De oplossing ligt niet in een nieuw loket waar burgers met deze signalen terechtkunnen. En ook niet van het in de media onder de aandacht brengen van een gezellig kinderfeest vol vrolijke Marokkaanse moeders, zoals Fatima Bali oppert. Dat nieuwe loket is niet eens nodig, gezien de aanwezigheid van buurtregisseurs in wijken, die voor het aspect samenleven en leefbaarheid in staan. Er kan een elektronisch formulier ontworpen worden of meldingskaart, die in wijk en stadskantoren kan worden opgehaald. Dit bestaat ook voor andere klachten van burgers. Buurtregisseurs kunnen dit soort klachten van burgers registreren en direct koppelen naar partners gezien hun regiefunctie in wijken en vaak reeds uitstekend werk wat deze medewerkers leveren. Bovendien communiceren de buurtregisseurs direct aan het schepencollege via hun rapporteringen. Zo worden politici zelf ook beter geïnformeerd. Kan niemand in het stadhuis op die simpele oplossing komen? Moet er weer een nieuwe vorm van “ambtenarij” bovenop de hoeveelheid welzijnswerkers die al in wijken actief zijn? Zou je niet beter eens kijken waarom dat hele systeem amper werkt en van de welzijnssector resultaatgericht werk verwachten?

En wanneer worden professionele krachten eens opgeleid om met de signalen die ze opvangen alert, en vooral deskundig, om te gaan? Waar blijft het meldpunt voor radicalisering waar leerkrachten binnen onderwijs, welzijnssector en veldwerkers terechtkunnen, zodat signalen gebundeld worden om een adequaat beleid te ontwikkelen? Waar blijven de richtlijnen om welzijnswerk in wijken beter op elkaar af te stemmen? Toen ik twee jaar geleden erop aandrong om op wijkniveau overleg tussen eerste lijnswerkers te organiseren omdat informeel bleek dat veel veldwerkers met dezelfde signalen zaten, werd ik binnen de ambtenarij van het kastje naar de muur gestuurd en het hele initiatief onmogelijk gemaakt.

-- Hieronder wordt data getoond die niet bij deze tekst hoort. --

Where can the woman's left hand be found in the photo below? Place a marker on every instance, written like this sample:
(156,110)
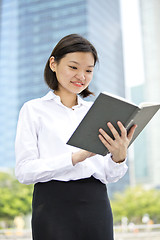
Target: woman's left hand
(118,146)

De onwetendheid en regelrechte onzin die nu door politici van diverse origine de media ingestuurd worden zijn al even verontrustend als de processen van radicalisering zelf. Wanneer komt er eens werkelijke diversiteit in de Antwerpse allochtonenraad? Waarom wordt dit niet omgevormd tot een raad voor samenleving, waar ook Joodse burgers zetelen, samen met vertegenwoordigers van holebi-organisaties of de seniorenraad? Waar blijft gewoon gezond verstand? En misschien ook van belang: Ontsla niet die ambtenaar die op deze evoluties in wijken wijst. Om een beeld te vormen van complexe problemen zoals radicalisering is meer nodig dan een bezoek aan de eigenaar van een Borgerhoutse eettent of wat geleuter in de pers.

Slappe knieën

Alles wijst erop dat dit een voorbeeld is van wat de Duitse schrijver Henryk Broder "Hurra, wir kapitulieren! Von der Lust am Einknicken" noemt.
Ik geloof er helemaal niks van dat hier marketingoverwegingen achter zitten. Immers, anders dan roken, dat anderen hinder kan bezorgen, is het drinken van een pint of glas wijn voor anderen niet schadelijk.

In een en hetzelfde café of restaurant kunnen drinkers en alcohollozen vreedzaam samenzijn, zo is het in onze cultuur.
Zit hier dan druk achter van de zelfbenoemde, radicale moslimleiders in Antwerpen, waarover Marij Uijt den Bogaard eerder berichtte op deze site (Stadsbestuur blind voor radicalisering)?

Dat moet haast wel, ik zou geen andere logische verklaring weten. Het doet me denken aan een uitzending van de Nederlandse talkshow 'Pauw & Witteman' onlangs, waar de extremistische Tilburgse imams Salam sr en jr te gast waren.
Behalve dat zij eisten dat er geen alcohol geschonken zou worden, verlangden zij naar verluidt ook dat er geen vrouwelijke gespreksdeelnemers zouden aanschuiven.
De redactie ging voor beide geloofseisen overstag. Wederom, von der Lust am Einknicken.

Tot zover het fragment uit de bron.